Characterization of gas flow in backfill mining-induced coal seam using a fractional derivative-based permeability model

Backfill mining technique has become more and more popular in Chinese coal enterprises in recent years. When it is applied in high gassy mines, a modeling approach to gas flow in backfill mining-induced coal seam plays an important role in assessment of safety of the technological system. In order to establish an intrinsic relationship between post-peak damage of coal and its permeability, a fractional derivative permeability model based on the classic model is proposed by incorporating a damage variable into fractional derivative order. Since the coal body is damaged, its permeability increases rapidly, which can be represented by a increasing trend in the value of fractional order, indicating that the proposed model can effectively reflect the dramatic change in permeability caused by post-peak damage. By testing permeability during the loading and unloading process of coal samples, key parameters of the fractional permeability model were obtained to enter specific values into the model to represent in-situ conditions. Then, based on the Mazars damage evolution criterion and the fractional permeability model, stress field equations and seepage field equations of mining-induced coal are established and applied in a generalized numerical model to characterize gas flow in backfill mining-induced coal seam under different elastic foundation coefficients of filling body.
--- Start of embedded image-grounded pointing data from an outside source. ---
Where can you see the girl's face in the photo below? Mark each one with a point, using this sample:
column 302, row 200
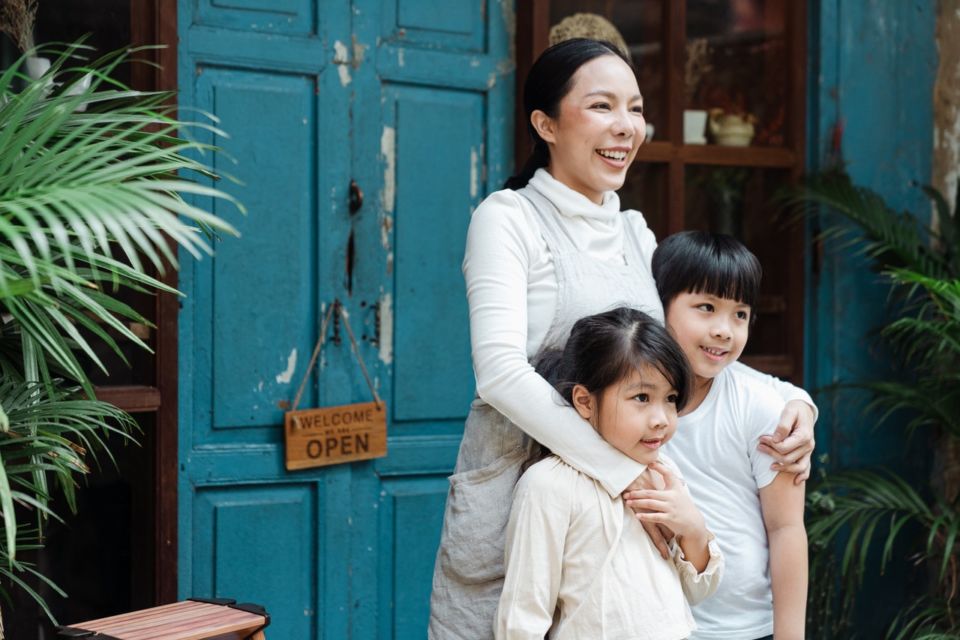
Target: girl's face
column 637, row 415
column 598, row 129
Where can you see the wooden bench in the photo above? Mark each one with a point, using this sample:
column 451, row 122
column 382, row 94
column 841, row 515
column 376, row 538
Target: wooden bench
column 194, row 619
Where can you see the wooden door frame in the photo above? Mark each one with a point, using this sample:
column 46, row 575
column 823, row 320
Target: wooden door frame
column 155, row 22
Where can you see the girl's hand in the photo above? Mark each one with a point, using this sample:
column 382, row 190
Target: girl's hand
column 671, row 506
column 791, row 444
column 659, row 534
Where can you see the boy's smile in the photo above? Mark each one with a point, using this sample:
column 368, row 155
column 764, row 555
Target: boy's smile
column 712, row 331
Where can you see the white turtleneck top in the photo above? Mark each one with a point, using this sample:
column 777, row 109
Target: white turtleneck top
column 511, row 291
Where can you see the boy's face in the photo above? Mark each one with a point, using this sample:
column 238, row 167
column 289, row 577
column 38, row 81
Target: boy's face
column 712, row 331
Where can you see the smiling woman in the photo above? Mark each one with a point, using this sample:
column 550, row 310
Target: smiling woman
column 546, row 251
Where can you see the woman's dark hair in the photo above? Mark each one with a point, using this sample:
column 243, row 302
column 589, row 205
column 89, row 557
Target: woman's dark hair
column 711, row 263
column 549, row 80
column 604, row 348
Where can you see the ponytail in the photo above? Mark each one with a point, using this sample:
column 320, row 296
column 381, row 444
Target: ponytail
column 539, row 157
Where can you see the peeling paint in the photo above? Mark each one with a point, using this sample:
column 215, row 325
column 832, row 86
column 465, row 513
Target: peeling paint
column 342, row 59
column 946, row 108
column 286, row 375
column 359, row 51
column 388, row 149
column 386, row 328
column 386, row 226
column 474, row 178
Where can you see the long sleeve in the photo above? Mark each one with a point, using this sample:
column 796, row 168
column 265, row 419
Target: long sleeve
column 534, row 554
column 495, row 268
column 698, row 586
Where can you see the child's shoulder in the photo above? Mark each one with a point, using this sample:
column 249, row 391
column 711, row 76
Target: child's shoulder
column 554, row 478
column 742, row 383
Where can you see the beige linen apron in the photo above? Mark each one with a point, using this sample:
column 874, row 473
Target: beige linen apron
column 468, row 575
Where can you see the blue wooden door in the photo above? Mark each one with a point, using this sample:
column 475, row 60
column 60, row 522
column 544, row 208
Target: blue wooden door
column 410, row 100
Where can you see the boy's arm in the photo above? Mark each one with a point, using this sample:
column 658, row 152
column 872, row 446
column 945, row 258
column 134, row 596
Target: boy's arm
column 782, row 504
column 536, row 533
column 791, row 442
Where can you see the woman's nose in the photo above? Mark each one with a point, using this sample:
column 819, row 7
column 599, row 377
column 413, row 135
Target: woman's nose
column 624, row 124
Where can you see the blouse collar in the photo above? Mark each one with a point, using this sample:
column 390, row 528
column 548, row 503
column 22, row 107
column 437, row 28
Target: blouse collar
column 572, row 203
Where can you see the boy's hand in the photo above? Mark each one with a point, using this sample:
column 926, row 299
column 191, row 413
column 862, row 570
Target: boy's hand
column 671, row 506
column 659, row 534
column 791, row 444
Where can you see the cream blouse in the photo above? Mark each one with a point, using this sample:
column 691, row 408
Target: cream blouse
column 581, row 567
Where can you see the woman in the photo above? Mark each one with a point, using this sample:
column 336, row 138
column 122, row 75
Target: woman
column 549, row 249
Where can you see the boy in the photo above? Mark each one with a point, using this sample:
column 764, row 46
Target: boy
column 708, row 284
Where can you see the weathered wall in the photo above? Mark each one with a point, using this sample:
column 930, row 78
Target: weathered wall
column 946, row 99
column 872, row 70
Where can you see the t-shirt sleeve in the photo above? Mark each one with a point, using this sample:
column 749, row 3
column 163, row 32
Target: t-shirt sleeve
column 785, row 390
column 495, row 266
column 761, row 408
column 536, row 533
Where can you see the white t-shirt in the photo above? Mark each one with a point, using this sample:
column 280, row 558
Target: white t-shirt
column 580, row 565
column 512, row 289
column 715, row 447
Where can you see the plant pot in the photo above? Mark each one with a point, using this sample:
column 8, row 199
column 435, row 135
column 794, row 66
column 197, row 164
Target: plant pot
column 694, row 126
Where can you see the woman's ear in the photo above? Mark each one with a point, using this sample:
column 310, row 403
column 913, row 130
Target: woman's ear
column 543, row 125
column 583, row 402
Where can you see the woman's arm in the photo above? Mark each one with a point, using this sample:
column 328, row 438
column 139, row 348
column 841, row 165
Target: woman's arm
column 499, row 244
column 782, row 505
column 534, row 554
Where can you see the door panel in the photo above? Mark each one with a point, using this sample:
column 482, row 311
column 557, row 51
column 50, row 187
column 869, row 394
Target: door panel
column 413, row 104
column 236, row 554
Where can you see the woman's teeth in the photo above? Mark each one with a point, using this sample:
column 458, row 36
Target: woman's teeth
column 613, row 155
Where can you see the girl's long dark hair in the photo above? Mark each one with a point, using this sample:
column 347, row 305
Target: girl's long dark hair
column 549, row 80
column 604, row 348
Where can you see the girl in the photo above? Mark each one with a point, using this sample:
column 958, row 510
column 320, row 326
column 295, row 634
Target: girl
column 549, row 249
column 580, row 565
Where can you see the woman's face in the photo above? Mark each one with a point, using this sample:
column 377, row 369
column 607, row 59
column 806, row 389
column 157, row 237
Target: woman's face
column 598, row 129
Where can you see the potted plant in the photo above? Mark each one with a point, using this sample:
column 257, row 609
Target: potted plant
column 95, row 179
column 856, row 515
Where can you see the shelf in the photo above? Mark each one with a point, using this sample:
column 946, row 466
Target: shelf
column 131, row 398
column 711, row 154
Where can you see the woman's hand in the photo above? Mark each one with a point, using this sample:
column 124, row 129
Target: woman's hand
column 791, row 444
column 659, row 534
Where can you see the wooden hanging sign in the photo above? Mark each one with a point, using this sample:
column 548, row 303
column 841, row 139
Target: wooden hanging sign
column 331, row 435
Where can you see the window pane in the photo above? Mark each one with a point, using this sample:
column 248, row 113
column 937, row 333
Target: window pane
column 737, row 62
column 646, row 191
column 640, row 24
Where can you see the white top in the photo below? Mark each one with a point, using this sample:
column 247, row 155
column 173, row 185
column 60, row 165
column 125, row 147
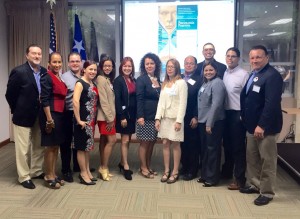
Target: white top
column 234, row 80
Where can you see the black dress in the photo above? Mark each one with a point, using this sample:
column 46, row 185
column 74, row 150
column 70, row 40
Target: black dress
column 84, row 138
column 125, row 99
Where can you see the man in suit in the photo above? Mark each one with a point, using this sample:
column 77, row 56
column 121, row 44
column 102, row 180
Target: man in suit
column 22, row 95
column 208, row 52
column 190, row 147
column 262, row 116
column 234, row 139
column 70, row 78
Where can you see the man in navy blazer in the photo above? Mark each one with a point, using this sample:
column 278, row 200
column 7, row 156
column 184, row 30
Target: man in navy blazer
column 190, row 147
column 209, row 52
column 262, row 117
column 22, row 95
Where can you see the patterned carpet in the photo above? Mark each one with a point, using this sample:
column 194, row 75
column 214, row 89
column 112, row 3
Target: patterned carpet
column 140, row 198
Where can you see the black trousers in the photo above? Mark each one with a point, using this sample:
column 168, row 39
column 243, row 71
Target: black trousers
column 211, row 151
column 65, row 149
column 234, row 143
column 190, row 151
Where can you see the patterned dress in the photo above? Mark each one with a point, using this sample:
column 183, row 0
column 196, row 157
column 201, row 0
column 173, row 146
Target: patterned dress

The result shows that the damage scale and degree at coal seam in front of the longwall face, as well as its permeability, appear to be smaller with increase of filling body's elastic foundation coefficient. Along the direction of gas flow, as the elastic foundation coefficient increases, the gas flow velocity reduces, while the gas pressure and content go up correspondingly at the same position of the front coal body. It indicates that the ability for gas to flow is negatively correlated with the elastic foundation coefficient of filling body in backfill mining-induced coal seam.